After completing this chapter, readers will be able to:
1. Define and describe assisted living facilities, where they fit in the continuum of care, the consumers who use them, and the services they offer.
2. Identify sources of financing for assisted living facilities.
3. Identify and describe regulations affecting assisted living facilities.
4. Identify and discuss ethical issues affecting assisted living facilities.
5. Identify trends affecting assisted living facilities into the coming millennium and describe the impact of those trends.
What is assisted living?
· A long-term residence option that provides resident-centered care in a residential setting, designed for those who need extra help in their day-to-day lives but who do not require the 24-hour skilled nursing care.
· Assisted Living Workgroup (ALW) – a group comprised of more than 50 organizations to work together and make recommendations to ensure high-quality care and services for all assisted living residents.
How Assisted Living Developed
Developed along two tracks:
1. As residential care facilities, known more commonly as boarding homes or boarding care facilities, their services were traditionally provided in small homes caring for one or several seniors.
2. For people who, with a bit of assistance, could live more independently.
Philosophy of Care
· Maximizing dignity, autonomy, independence, privacy, and choice
· Providing a homelike environment
· Accommodating residents’ changing care needs and preferences
· Minimizing the need to move when a resident’s care needs increase
· Involving families and the community
Ownership of Assisted Living Facilities
· Approximately 82 percent were for-profit and the remainder were not-for-profit or were owned by government entities
· Percent of not-for-profit is increasing
· 24-hour supervision;
· Three meals a day plus snacks
· Personal Care Services
· Health Care Services
· Social Services
· Supervision of Persons with Cognitive Disabilities
· Social and Religious Activities
· Exercise and Educational Activities
· Arrangements for Transportation
· Laundry and Linen Service
· Housekeeping and Maintenance
By age and gender:
· Mostly elderly (average age 87)
· Mostly female (74%)
Where they come from:
· Most (about 70 percent) come from home,
· 14 percent from another assisted living residence or retirement community,
· 7% moved from a family residence (such as living with adult children)

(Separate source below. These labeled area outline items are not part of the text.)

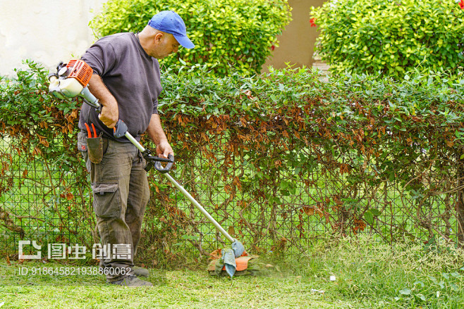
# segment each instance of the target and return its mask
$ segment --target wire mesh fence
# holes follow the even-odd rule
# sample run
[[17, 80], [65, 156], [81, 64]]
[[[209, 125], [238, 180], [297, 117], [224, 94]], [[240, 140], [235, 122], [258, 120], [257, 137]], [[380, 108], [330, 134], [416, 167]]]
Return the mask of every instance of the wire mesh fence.
[[[215, 149], [224, 149], [229, 138], [218, 140]], [[21, 258], [18, 243], [23, 240], [42, 248], [56, 243], [92, 248], [99, 237], [90, 185], [52, 160], [23, 156], [20, 143], [4, 136], [0, 144], [1, 254]], [[452, 190], [457, 181], [451, 176], [444, 184], [443, 177], [434, 178], [439, 174], [435, 168], [418, 174], [415, 180], [420, 180], [422, 190], [406, 191], [394, 179], [349, 184], [346, 174], [320, 160], [290, 167], [283, 159], [281, 168], [268, 172], [247, 164], [253, 150], [234, 156], [205, 151], [204, 146], [181, 151], [170, 174], [250, 252], [295, 258], [319, 239], [360, 232], [389, 243], [405, 238], [427, 241], [434, 235], [457, 240], [457, 194]], [[315, 148], [300, 152], [321, 156]], [[281, 158], [287, 155], [295, 156], [280, 152]], [[154, 172], [149, 177], [152, 194], [138, 248], [140, 260], [195, 263], [226, 244], [166, 179]], [[257, 177], [262, 179], [257, 188], [252, 185]], [[35, 248], [28, 250], [23, 254]], [[92, 258], [90, 252], [85, 256]]]

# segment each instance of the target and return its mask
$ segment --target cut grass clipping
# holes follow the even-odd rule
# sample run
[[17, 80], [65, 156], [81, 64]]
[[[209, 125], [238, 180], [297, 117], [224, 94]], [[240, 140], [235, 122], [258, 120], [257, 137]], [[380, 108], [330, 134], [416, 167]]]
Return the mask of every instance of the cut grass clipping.
[[20, 275], [21, 267], [70, 265], [3, 262], [0, 308], [458, 308], [463, 263], [464, 252], [444, 242], [389, 246], [369, 237], [320, 241], [257, 276], [152, 269], [151, 288], [110, 286], [100, 275]]

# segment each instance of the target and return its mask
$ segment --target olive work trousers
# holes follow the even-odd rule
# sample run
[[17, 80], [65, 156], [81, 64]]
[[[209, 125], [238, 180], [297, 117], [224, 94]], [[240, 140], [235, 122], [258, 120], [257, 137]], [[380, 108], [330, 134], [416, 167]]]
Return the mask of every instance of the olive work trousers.
[[106, 248], [103, 250], [100, 265], [106, 270], [107, 282], [118, 281], [127, 277], [134, 266], [140, 239], [149, 198], [145, 160], [133, 144], [103, 139], [104, 155], [102, 161], [94, 164], [89, 159], [85, 133], [80, 132], [78, 140], [78, 148], [90, 173], [102, 247]]

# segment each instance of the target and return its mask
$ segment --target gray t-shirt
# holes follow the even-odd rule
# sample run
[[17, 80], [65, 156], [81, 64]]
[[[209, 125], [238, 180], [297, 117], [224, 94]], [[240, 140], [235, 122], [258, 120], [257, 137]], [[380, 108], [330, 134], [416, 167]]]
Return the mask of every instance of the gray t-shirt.
[[[158, 113], [158, 96], [162, 91], [158, 61], [147, 54], [133, 33], [118, 33], [103, 37], [91, 46], [82, 56], [102, 79], [118, 101], [119, 119], [138, 140], [145, 132], [154, 113]], [[95, 109], [83, 104], [79, 127], [85, 131], [84, 122], [93, 123], [97, 133], [113, 139], [113, 130], [98, 119]], [[129, 142], [126, 137], [118, 141]]]

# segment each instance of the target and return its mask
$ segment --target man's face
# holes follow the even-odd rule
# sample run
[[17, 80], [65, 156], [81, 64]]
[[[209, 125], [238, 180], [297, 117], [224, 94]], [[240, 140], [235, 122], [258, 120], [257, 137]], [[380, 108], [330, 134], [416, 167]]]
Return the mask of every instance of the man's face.
[[171, 53], [177, 53], [179, 43], [174, 36], [166, 33], [160, 39], [155, 38], [154, 49], [150, 56], [157, 59], [162, 59]]

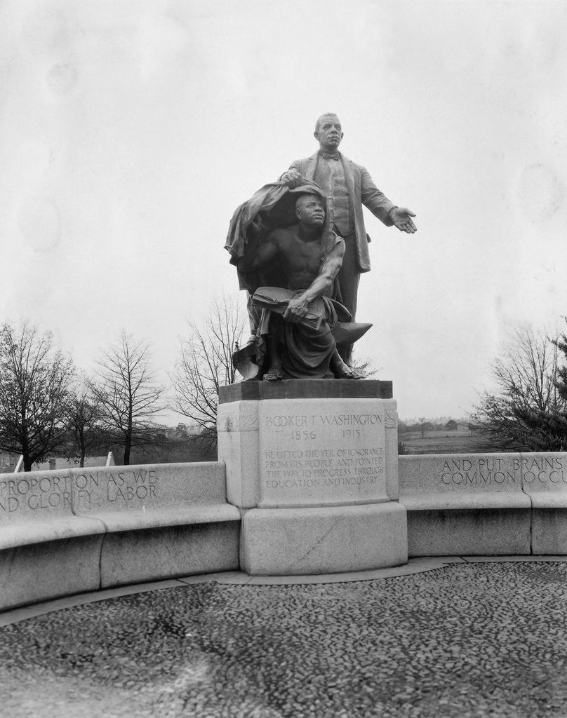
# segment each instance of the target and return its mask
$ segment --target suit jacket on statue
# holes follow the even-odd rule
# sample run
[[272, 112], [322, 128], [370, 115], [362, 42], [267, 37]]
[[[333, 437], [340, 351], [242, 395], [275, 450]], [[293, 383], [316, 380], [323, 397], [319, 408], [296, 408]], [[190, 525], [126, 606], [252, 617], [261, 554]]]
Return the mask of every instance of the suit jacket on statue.
[[[385, 224], [391, 227], [394, 223], [388, 216], [388, 213], [396, 205], [380, 192], [372, 182], [368, 171], [361, 165], [356, 164], [351, 159], [338, 153], [339, 160], [343, 163], [345, 182], [349, 191], [351, 211], [354, 218], [354, 228], [356, 233], [356, 256], [361, 272], [370, 269], [370, 256], [368, 243], [370, 238], [364, 229], [364, 218], [362, 205], [367, 207], [372, 214]], [[300, 174], [308, 180], [314, 180], [317, 171], [317, 163], [325, 160], [317, 151], [305, 159], [296, 159], [290, 166], [290, 169], [296, 169]]]

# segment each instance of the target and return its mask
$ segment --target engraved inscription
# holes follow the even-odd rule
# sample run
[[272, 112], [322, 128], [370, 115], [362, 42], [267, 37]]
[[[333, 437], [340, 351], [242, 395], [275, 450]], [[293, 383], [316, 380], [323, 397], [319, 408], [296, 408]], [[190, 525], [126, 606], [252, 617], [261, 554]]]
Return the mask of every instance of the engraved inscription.
[[385, 486], [384, 415], [374, 406], [341, 412], [315, 403], [314, 411], [300, 413], [278, 406], [280, 411], [262, 416], [264, 499], [324, 503], [380, 495]]
[[[19, 510], [41, 511], [91, 505], [93, 493], [103, 492], [110, 503], [157, 498], [158, 477], [155, 470], [129, 469], [39, 477], [16, 475], [0, 481], [0, 516]], [[99, 493], [97, 494], [100, 495]]]
[[504, 460], [497, 457], [471, 459], [446, 459], [443, 462], [440, 480], [441, 484], [461, 487], [486, 486], [491, 484], [520, 485], [522, 479], [518, 469], [510, 470]]
[[567, 465], [563, 456], [523, 456], [514, 459], [514, 467], [520, 470], [527, 484], [567, 483]]

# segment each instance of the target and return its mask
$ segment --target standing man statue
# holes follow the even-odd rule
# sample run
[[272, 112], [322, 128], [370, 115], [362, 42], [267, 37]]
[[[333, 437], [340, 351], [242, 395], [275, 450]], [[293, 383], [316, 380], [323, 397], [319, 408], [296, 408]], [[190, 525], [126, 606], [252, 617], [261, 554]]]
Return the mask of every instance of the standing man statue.
[[[333, 113], [326, 113], [317, 121], [315, 138], [319, 149], [305, 159], [292, 162], [280, 180], [290, 187], [299, 187], [304, 178], [319, 185], [327, 195], [327, 210], [333, 230], [344, 239], [345, 253], [338, 273], [339, 301], [349, 309], [354, 321], [359, 281], [362, 272], [370, 269], [368, 243], [362, 205], [387, 227], [413, 234], [417, 228], [415, 215], [405, 207], [397, 207], [380, 192], [367, 169], [338, 151], [344, 136], [341, 121]], [[350, 364], [352, 345], [338, 345], [342, 358]]]

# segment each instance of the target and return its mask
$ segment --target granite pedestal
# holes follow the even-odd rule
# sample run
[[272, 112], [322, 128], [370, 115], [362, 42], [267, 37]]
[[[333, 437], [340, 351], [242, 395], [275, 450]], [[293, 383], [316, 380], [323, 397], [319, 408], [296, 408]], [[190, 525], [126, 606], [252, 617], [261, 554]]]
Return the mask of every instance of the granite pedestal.
[[291, 575], [405, 563], [392, 383], [247, 381], [222, 387], [218, 459], [242, 511], [240, 561]]

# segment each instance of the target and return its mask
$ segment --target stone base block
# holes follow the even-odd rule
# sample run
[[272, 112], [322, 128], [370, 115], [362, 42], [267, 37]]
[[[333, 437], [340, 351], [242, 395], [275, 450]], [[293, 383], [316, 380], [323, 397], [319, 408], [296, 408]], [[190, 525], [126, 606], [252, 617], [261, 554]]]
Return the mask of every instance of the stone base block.
[[104, 538], [102, 588], [239, 568], [240, 522], [120, 531]]
[[0, 551], [0, 610], [100, 587], [102, 535]]
[[338, 573], [407, 561], [405, 509], [387, 503], [244, 512], [240, 560], [252, 575]]
[[536, 556], [567, 554], [567, 508], [534, 508], [532, 553]]
[[407, 554], [511, 555], [530, 552], [530, 509], [407, 512]]

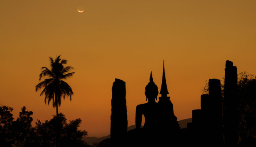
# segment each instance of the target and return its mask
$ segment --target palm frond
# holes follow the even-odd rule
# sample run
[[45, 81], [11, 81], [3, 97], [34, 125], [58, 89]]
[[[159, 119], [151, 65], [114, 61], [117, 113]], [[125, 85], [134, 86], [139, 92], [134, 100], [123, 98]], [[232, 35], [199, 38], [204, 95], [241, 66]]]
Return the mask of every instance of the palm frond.
[[61, 60], [61, 58], [60, 58], [60, 57], [61, 57], [61, 55], [60, 55], [59, 56], [57, 57], [56, 59], [55, 59], [55, 63], [59, 63], [59, 61]]
[[35, 86], [36, 92], [37, 92], [39, 89], [41, 89], [43, 87], [46, 87], [50, 83], [52, 82], [53, 81], [53, 78], [45, 79], [44, 81], [39, 83]]
[[66, 64], [67, 62], [67, 60], [65, 59], [63, 59], [61, 62], [61, 64]]
[[63, 75], [63, 77], [62, 79], [67, 79], [67, 78], [69, 78], [73, 76], [73, 75], [74, 74], [74, 73], [75, 73], [75, 72], [70, 72], [70, 73], [69, 73], [68, 74], [64, 75]]
[[71, 69], [74, 69], [74, 68], [73, 68], [73, 67], [70, 66], [65, 67], [64, 68], [63, 68], [63, 70], [62, 70], [62, 71], [61, 71], [61, 72], [63, 74], [64, 74], [65, 72], [67, 72], [68, 71], [69, 71]]
[[41, 68], [43, 70], [41, 72], [41, 73], [39, 75], [39, 81], [41, 80], [41, 79], [43, 77], [48, 77], [52, 78], [54, 77], [54, 75], [53, 73], [50, 70], [46, 67], [43, 67]]
[[63, 98], [64, 96], [69, 96], [70, 100], [71, 100], [71, 96], [74, 94], [73, 91], [70, 86], [69, 86], [67, 83], [65, 81], [61, 80], [61, 91], [62, 92], [63, 96]]

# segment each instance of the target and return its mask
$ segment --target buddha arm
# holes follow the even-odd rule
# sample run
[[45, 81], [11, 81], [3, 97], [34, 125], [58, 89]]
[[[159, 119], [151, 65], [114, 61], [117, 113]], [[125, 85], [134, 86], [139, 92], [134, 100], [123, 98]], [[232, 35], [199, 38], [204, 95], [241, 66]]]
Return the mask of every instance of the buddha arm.
[[137, 129], [139, 129], [141, 128], [142, 119], [142, 112], [141, 107], [139, 106], [138, 105], [136, 107], [136, 115], [135, 116], [135, 125]]

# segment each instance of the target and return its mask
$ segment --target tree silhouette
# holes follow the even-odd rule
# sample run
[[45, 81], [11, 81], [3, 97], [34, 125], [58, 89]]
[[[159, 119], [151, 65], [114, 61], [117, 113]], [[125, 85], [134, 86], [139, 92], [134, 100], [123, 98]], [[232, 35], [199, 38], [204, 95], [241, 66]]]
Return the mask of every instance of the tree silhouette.
[[39, 89], [44, 87], [40, 96], [44, 94], [45, 97], [44, 102], [46, 103], [48, 100], [48, 105], [51, 100], [52, 100], [52, 106], [56, 107], [56, 116], [58, 117], [58, 107], [60, 106], [61, 97], [63, 96], [65, 99], [65, 96], [69, 96], [71, 100], [71, 96], [74, 94], [71, 87], [62, 79], [66, 79], [72, 77], [75, 72], [67, 73], [73, 68], [67, 66], [64, 67], [63, 64], [66, 64], [67, 61], [66, 60], [61, 60], [61, 55], [58, 56], [55, 61], [52, 57], [50, 57], [51, 70], [46, 67], [42, 67], [42, 71], [39, 75], [39, 81], [42, 77], [50, 77], [45, 79], [44, 81], [39, 83], [35, 86], [35, 90], [37, 91]]
[[41, 94], [40, 96], [44, 94], [45, 96], [44, 102], [46, 103], [48, 100], [48, 105], [51, 100], [52, 100], [52, 106], [56, 107], [56, 146], [59, 146], [59, 138], [60, 129], [58, 126], [59, 121], [58, 120], [58, 107], [60, 106], [61, 102], [61, 97], [63, 96], [65, 99], [65, 96], [69, 96], [71, 100], [71, 96], [74, 94], [71, 87], [63, 79], [65, 79], [68, 77], [72, 77], [75, 72], [67, 73], [69, 70], [73, 69], [72, 66], [67, 66], [64, 67], [63, 64], [66, 64], [67, 61], [66, 60], [61, 60], [58, 56], [55, 61], [52, 58], [50, 57], [51, 70], [49, 70], [46, 67], [42, 67], [42, 71], [39, 75], [39, 81], [42, 77], [50, 77], [45, 79], [44, 81], [39, 83], [35, 86], [35, 90], [37, 91], [39, 89], [44, 87]]

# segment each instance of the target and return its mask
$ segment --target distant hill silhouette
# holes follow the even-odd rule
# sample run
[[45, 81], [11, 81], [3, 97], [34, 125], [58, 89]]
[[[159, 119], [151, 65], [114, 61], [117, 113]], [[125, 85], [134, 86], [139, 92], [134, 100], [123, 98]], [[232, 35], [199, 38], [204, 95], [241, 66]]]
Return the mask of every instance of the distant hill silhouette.
[[[178, 121], [179, 124], [180, 128], [187, 128], [187, 124], [188, 123], [192, 122], [192, 118], [188, 118], [187, 119], [184, 119]], [[143, 126], [142, 126], [142, 127]], [[127, 128], [127, 131], [130, 130], [131, 130], [135, 129], [136, 128], [135, 125], [130, 126]], [[87, 143], [87, 144], [89, 145], [93, 145], [94, 143], [99, 143], [101, 141], [110, 138], [110, 134], [103, 136], [101, 137], [87, 137], [83, 138], [82, 139]]]

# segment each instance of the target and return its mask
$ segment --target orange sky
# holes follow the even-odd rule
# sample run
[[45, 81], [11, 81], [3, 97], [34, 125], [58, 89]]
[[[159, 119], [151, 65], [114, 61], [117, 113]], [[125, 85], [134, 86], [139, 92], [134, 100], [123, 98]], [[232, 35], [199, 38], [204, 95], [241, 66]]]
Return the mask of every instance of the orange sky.
[[34, 124], [52, 118], [55, 109], [35, 86], [49, 57], [61, 55], [76, 73], [66, 81], [74, 95], [59, 112], [81, 118], [89, 136], [106, 136], [115, 78], [126, 82], [134, 124], [151, 70], [160, 91], [164, 60], [174, 113], [191, 118], [205, 81], [221, 79], [226, 60], [256, 74], [255, 16], [255, 0], [1, 0], [0, 103], [15, 118], [25, 106]]

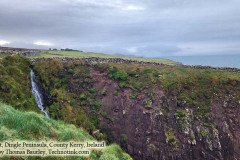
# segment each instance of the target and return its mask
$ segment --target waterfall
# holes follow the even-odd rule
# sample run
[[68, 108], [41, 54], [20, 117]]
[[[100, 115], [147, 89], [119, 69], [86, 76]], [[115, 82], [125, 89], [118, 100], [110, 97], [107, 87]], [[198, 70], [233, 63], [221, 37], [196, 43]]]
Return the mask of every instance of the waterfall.
[[32, 93], [35, 97], [35, 100], [37, 102], [38, 108], [42, 111], [42, 113], [49, 118], [49, 115], [47, 113], [47, 111], [44, 108], [43, 105], [43, 98], [42, 98], [42, 94], [38, 88], [38, 85], [36, 83], [36, 76], [34, 74], [34, 71], [31, 69], [30, 71], [30, 77], [31, 77], [31, 86], [32, 86]]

· 9 percent from a nursing home
Where they go:
· The most common (59%) destination is to a nursing facility, generally because of loss of functional capacity.
· The second most common (33%) reason for leaving is the death of the resident
· Seeking Care Alternatives – potential residents looking for alternatives to nursing facilities
· Impact on Children – loss of nuclear family impacting care of elderly family members
· Cost-Cutting Efforts – payers are looking for less costly alternatives.
· Regulations affecting residents – there is concern about following the nursing facility model too closely.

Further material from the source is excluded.